Buku yang tersedia di TBM tersebut masih sedikit tapi lumayanlah untuk referensi bahan bacaan untuk sebuah perpustakaan baru di pedesaan. Buku yang disajikan di perpustakaan tersebut yaitu buku kesehatan, pertanian, peternakan, perkebunan, keislaman, buku bacaan anak, dan buku berhitung. Jadi melalui tulisan ini juga teman-teman bisa berdonasi jika ingin menyumbangkan bukunya.

Selama saya melakukan pendampingan di Limbong, saya menentukan jadwal untuk kegiatan pembelajaran dan dilakukan di dalam dan di luar ruangan agar anak-anak tidak bosan. Pelaksanaannya itu di hari Selasa dan Jumat. Hari Selasa jadwal indoor dan untuk hari Jumat outdoor dan kami banyak menghabiskan waktu di sungai selain belajar juga kita bisa bermain. Salah satu upaya saya untuk mengaktifkan TBM ini yaitu dengan membuat struktur atau tim kerja untuk kalangan anak-anak, remaja dan dewasa. Di kalangan anak anak di-handle oleh siswa kelas 5 SD, di kalangan remaja di-handle oleh pengurus karang taruna dan di kalangan dewasa di-handle oleh sekretaris desa.

Melihat kondisi di Desa Limbong yang memiliki tekanan politik yang tinggi menjadi tantangan tersendiri. Selama proses pendampingan utamanya dalam pengaktifan pepustakaan desa, kepala desa belum turut andil dalam mengaktifkannya. Sehingga belum ada antusias dari kelompok dewasa untuk membaca di perpustakaan desa. Sementara untuk kalangan remaja sudah cukup aktif. Hal tersebut terlihat mereka sering menjadi instruktur untuk anak-anak agar antusias berkunjung ke TBM. Sebagai langkah agar TBM bukan hanya sekedar pajangan sangat diperlukan kerjasama dari semua pihak utamanya dari aparat desa. Dengan kondisi politik tersebut saya mulai merangkul karang taruna untuk mengedukasi masyarakat agar senantiasa membaca di TBM.

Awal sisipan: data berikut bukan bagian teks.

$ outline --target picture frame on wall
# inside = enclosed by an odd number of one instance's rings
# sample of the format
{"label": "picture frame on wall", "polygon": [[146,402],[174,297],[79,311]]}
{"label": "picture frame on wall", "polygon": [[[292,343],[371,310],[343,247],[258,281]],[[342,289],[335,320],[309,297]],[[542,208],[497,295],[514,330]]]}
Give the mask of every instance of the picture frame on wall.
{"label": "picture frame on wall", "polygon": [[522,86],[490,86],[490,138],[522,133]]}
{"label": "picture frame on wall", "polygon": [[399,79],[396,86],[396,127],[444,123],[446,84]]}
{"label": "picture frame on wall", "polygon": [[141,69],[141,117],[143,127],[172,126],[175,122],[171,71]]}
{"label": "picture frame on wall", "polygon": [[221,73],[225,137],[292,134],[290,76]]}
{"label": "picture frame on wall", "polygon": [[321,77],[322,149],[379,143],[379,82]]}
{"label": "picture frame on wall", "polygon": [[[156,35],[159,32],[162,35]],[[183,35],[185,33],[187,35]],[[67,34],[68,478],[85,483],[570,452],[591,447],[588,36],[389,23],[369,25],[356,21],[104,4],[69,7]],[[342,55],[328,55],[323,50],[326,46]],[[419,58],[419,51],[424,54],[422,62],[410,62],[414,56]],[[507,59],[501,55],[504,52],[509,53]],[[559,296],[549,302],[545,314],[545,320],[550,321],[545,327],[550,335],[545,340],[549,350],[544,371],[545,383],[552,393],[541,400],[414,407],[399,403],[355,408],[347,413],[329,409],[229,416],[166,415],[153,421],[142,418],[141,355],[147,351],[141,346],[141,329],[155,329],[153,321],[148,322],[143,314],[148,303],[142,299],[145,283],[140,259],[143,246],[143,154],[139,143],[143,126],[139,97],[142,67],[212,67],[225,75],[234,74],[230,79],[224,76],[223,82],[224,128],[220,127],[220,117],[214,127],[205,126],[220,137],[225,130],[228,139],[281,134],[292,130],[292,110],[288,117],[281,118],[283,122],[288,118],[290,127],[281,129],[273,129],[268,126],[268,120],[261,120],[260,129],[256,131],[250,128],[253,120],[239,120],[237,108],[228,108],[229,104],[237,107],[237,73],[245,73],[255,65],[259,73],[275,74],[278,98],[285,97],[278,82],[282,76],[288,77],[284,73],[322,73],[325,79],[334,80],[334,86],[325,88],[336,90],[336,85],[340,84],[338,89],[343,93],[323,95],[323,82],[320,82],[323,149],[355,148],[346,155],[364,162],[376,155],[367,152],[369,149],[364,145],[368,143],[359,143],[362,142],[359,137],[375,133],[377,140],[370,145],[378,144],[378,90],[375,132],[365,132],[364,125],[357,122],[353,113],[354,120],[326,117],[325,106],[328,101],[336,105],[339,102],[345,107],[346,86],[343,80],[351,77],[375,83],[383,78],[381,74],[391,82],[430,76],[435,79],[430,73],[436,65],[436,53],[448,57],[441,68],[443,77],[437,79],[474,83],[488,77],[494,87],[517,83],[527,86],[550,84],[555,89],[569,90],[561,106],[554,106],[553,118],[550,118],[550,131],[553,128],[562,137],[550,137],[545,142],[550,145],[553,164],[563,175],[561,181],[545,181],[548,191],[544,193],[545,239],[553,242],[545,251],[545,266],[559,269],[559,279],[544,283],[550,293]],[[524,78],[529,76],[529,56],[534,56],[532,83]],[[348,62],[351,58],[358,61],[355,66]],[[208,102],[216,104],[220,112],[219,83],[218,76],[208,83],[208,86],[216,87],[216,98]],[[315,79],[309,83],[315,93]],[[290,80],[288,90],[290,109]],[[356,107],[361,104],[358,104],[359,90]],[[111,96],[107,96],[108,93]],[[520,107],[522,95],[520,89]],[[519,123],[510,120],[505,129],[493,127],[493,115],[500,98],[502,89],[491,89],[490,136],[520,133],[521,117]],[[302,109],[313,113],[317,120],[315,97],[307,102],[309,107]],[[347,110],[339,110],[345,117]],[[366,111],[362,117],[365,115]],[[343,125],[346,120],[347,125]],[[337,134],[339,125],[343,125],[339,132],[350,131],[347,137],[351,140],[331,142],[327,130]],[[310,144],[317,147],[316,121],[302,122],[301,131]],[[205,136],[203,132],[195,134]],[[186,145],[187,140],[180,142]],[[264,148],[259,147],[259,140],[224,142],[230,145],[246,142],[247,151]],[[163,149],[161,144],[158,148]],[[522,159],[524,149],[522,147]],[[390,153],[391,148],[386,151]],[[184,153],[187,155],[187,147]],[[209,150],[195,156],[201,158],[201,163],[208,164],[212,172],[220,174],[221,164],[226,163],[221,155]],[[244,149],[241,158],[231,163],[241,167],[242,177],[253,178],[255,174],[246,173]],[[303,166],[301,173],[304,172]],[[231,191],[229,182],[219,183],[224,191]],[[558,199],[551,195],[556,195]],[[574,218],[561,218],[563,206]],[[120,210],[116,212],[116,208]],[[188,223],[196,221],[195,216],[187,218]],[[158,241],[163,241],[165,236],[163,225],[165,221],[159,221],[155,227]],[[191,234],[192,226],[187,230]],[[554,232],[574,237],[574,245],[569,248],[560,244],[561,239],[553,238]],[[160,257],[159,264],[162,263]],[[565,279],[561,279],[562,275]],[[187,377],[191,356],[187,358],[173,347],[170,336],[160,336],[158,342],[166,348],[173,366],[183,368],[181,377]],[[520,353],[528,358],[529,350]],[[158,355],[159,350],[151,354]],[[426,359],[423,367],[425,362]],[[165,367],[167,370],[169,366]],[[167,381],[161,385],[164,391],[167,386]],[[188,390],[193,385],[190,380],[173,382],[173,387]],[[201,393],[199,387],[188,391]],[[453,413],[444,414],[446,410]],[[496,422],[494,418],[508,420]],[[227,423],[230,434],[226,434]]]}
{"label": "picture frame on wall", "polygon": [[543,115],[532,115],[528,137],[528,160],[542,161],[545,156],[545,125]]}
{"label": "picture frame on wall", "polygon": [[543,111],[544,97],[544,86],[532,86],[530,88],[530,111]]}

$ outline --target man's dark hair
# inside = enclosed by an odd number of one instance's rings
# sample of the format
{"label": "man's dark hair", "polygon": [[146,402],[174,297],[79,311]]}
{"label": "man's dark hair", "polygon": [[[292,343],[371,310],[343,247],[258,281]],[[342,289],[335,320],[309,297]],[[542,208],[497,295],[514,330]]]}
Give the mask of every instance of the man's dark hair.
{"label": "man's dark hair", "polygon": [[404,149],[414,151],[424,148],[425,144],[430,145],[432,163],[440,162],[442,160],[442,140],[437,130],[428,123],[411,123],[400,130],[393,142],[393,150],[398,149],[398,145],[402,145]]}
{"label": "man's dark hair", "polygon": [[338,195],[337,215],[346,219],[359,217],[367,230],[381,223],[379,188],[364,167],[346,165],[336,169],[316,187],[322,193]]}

Melalui proses mengalami dan berinteraksi dengan berbagai latar belakang pemikiran di sana sebagai orang yang baru berkecimpung di dunia “membangun literasi di desa”, saya membuat kesimpulan bahwa untuk mengaktifkan TBM diperlukan kelengkapan koleksi buku perpustakaan dan koran. Agar lebih menarik, setiap hari ada yang berkunjung dapat dilengkapi dengan berlangganan koran harian. Sehingga, pengunjung mendapatkan berita yang update walaupun berada di pedesaan. Dapat juga dengan menambah koleksi buku secara berkala dan berlangganan koran. Selanjutnya kenali pengunjung sebagai pengurus perpustakaan yang saat ini di kendalikan oleh karang taruna, hal penting adalah mengetahui siapa yang akan berkunjung ke perpustakaan atau ke taman bacaan masyarakat. Profesi dari pengunjung siapa saja. Dengan mengenali pengunjung, maka pengurus dapat merencanakan pengembangan perpustakaan atau taman bacaan masyarakatnya. Jika perpustakaannya berlokasi di desa, maka pengurus dapat merencanakan memperbanyak koleksi buku yang dapat bermanfaat bagi masyarakat desa.

Perpustakaan atau Taman Bacaan Masyarakat perlu membuat acara, misal untuk memperingati hari-hari penting, diadakan lomba. Hal ini perlu dilakukan agar masyarakat yang belum pernah berkunjung ke perpustakaan tidak malu/takut untuk datang. Selain itu, juga dapat mempererat jarak antara masyarakat dengan pengurus. Sehingga, keinginan dari warga dapat tersampaikan untuk kemajuan perpustakaan. Tetapi lomba atau acara jangan sering diadakan, karena tujuan utama dari perpustakaan adalah pengunjung dapat tenang membaca di dalamnya. Dengan membuat lomba/acara amal, akan dapat memotivasi warga untuk datang ke perpustakaan.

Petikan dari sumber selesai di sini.